The first half of Richard III has always seemed very hard to me. It ought to be fascinating — Richard tricks all the people in his way and murders them! — but in practice it always seems long, forced and filled with political nonsense I have never understood. I understand it, or at least part of it, now. Richard III is about the redemption of England from its tyrant ruler, and that, at least, finally comes through clearly enough that I can take it in — Clarence’s nightmare speech, in particular (as performed by an incredible Ian Brennan), brings out the notion of how bad it is that Richard will ascend the throne.
I do wonder, though, how much of this you could strip away and still have a fascinating, wonderful production of a play that gets too easily dismissed because of its difficulty. Fifteenth-century English politics are kind of a hard sell; Rylance, surely, is not. As noted, he’s not the only superb actor on stage, either — Angus Wright, for example, plays a Buckingham so suave and confident that when Richard strokes his cheek and says, “Ah! My other self!” the line reveals everything about Richard. And when Richard turns on Buckingham in the second half of the play, it’s not simply the Hannibal Lecterishness we’ve seen in other interpretations — it’s that Buckingham’s dashing good looks have become a thorn in Richard’s side and a constant reminder of his own ugliness. Everything, in fact, reminds Rylance’s Richard of his own ugliness; the whole of England becomes a mirror that gives him a hateful eyeful anytime he looks at it, and the only way to get rid of those things that emphasize his deformity is, of course, to kill them. Richard is good at murdering, bad at ruling.
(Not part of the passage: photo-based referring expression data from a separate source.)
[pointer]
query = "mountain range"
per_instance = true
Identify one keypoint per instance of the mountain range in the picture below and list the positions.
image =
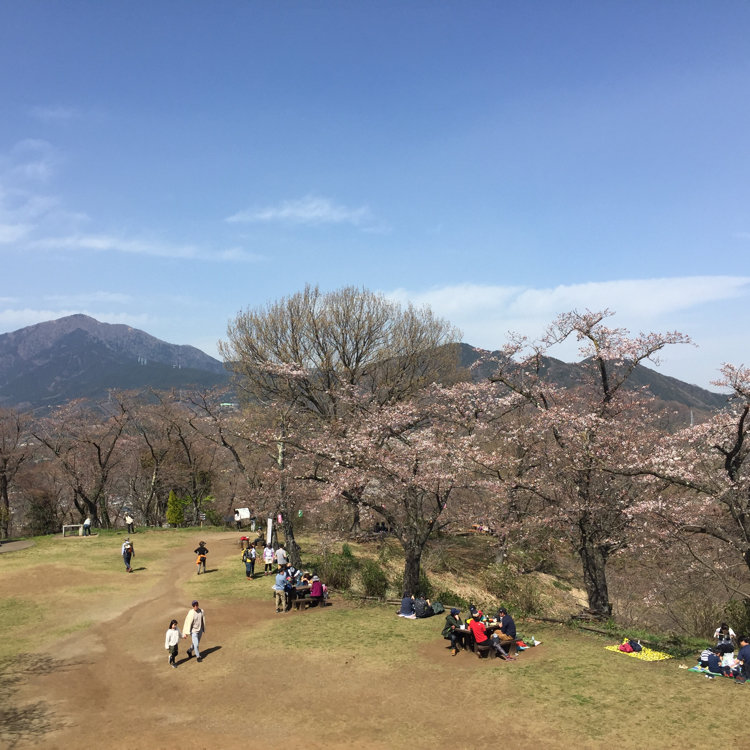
(50, 363)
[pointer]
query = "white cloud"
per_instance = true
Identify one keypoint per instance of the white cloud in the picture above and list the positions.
(308, 210)
(111, 243)
(13, 232)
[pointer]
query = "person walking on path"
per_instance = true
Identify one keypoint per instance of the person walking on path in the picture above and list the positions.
(201, 551)
(248, 557)
(268, 559)
(170, 642)
(128, 553)
(195, 626)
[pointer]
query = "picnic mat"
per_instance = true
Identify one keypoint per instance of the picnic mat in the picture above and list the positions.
(645, 654)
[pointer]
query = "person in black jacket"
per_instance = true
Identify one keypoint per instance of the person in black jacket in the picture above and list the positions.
(455, 631)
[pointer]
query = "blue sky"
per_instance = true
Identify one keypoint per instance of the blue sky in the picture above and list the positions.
(168, 164)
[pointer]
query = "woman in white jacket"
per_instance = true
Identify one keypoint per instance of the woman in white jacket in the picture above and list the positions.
(171, 640)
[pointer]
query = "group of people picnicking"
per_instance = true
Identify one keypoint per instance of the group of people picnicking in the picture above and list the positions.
(719, 660)
(479, 632)
(290, 584)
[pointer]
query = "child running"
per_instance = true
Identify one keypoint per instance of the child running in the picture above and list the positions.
(170, 642)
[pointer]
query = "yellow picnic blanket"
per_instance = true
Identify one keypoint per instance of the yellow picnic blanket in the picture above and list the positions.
(645, 654)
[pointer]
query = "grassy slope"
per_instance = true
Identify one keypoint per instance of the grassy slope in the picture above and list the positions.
(569, 691)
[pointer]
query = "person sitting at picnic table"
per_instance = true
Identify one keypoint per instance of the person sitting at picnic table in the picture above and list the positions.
(725, 639)
(407, 607)
(477, 628)
(743, 659)
(455, 631)
(317, 591)
(505, 634)
(423, 607)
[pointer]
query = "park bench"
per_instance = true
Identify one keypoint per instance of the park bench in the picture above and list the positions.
(303, 601)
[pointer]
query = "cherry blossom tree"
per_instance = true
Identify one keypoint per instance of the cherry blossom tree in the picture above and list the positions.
(405, 461)
(304, 353)
(580, 434)
(85, 444)
(14, 451)
(701, 480)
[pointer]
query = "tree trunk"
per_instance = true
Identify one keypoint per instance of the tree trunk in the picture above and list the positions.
(412, 566)
(291, 546)
(594, 560)
(4, 507)
(356, 527)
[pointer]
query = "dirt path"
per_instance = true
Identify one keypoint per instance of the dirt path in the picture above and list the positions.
(112, 686)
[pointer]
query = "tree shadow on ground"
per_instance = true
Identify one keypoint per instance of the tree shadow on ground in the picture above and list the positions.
(24, 722)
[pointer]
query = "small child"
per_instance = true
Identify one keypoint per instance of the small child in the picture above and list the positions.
(170, 642)
(268, 559)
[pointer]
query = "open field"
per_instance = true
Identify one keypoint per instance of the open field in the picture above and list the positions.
(84, 665)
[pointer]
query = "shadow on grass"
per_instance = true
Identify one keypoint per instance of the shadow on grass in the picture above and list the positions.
(24, 722)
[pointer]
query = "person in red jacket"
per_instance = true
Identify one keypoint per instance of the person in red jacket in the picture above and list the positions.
(476, 626)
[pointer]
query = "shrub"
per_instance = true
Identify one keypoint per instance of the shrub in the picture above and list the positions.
(450, 599)
(374, 579)
(518, 592)
(336, 569)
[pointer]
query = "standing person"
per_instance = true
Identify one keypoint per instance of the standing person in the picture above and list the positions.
(455, 631)
(195, 626)
(725, 639)
(279, 590)
(268, 559)
(506, 634)
(128, 553)
(248, 557)
(201, 551)
(407, 607)
(171, 640)
(281, 556)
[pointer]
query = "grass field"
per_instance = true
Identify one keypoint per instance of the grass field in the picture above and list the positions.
(82, 662)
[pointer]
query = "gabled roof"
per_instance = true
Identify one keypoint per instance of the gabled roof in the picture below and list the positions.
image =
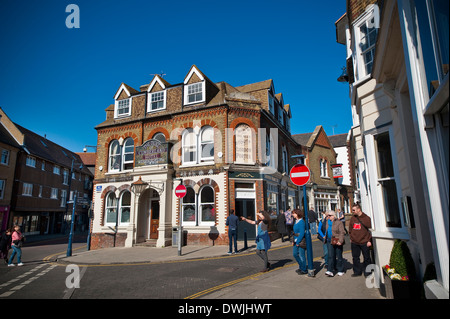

Does the live period music help with this? Not particularly. Does the scrupulously recreated set? It’s pretty, but no. The costumes, particularly Richard’s, are integral to the staging, but other than that, this could be done anywhere, with these wonderful actors and astonishingly lucid direction by Tim Carroll, who knows exactly where to send his performers’ lines. “Woe, woe for England, and not a whit for me!” Paul Chahidi tells the audience as he’s about to be executed; Richmond, too (Kurt Egyiawan), takes the part of the audience after Richard has abandoned us. But perhaps the best insight — and, in true critical fashion, I can only tell you whose decision I think this was, namely Carroll’s — comes after Richard has been crowned and has clearly lost his ever-hating mind: he tells Catesby (you may be tired of hearing how great these actors are, but I’m not tired of telling you: Peter Hamilton Dyer is wonderful) that he’s going to tell everyone Anne’s sick and then have her killed…while she’s standing next to him. When he explains his reasoning, he does so to her:
“I must be married to my brother’s daughter,/Or else my kingdom stands on brittle glass,” he explains, apologetically. “Murder her brothers, and then marry her!/Uncertain way of gain! But I am in/ So far in blood that sin will pluck on sin:/Tear-falling pity dwells not in this eye.”
This is wonderful, and I wish there was a way to lay it bare. But the art here seems to emerge from the artifice; the incredibly precise acting and directing work emerge from the mania for detail that encases it in amber. Is it the best way to perform Shakespeare really to do it in a de facto museum? Maybe not, but so many have such trouble finding the nuances in the author’s characters in reinterpretations that this Richard III is instructive in the best possible sense. The question of Shakespeare, especially Shakespearean tragedy and history, to most of today’s directors and producers seems to have been how to contemporize, sex up and generally plead for the Bard. In this production, the Globe argues very successfully that the best way to bring Richard III to the people is to make the theater into a time machine. Other interpreters can doubtless find ways forward from this kind of fanaticism, but fanaticism may be the only true place to start.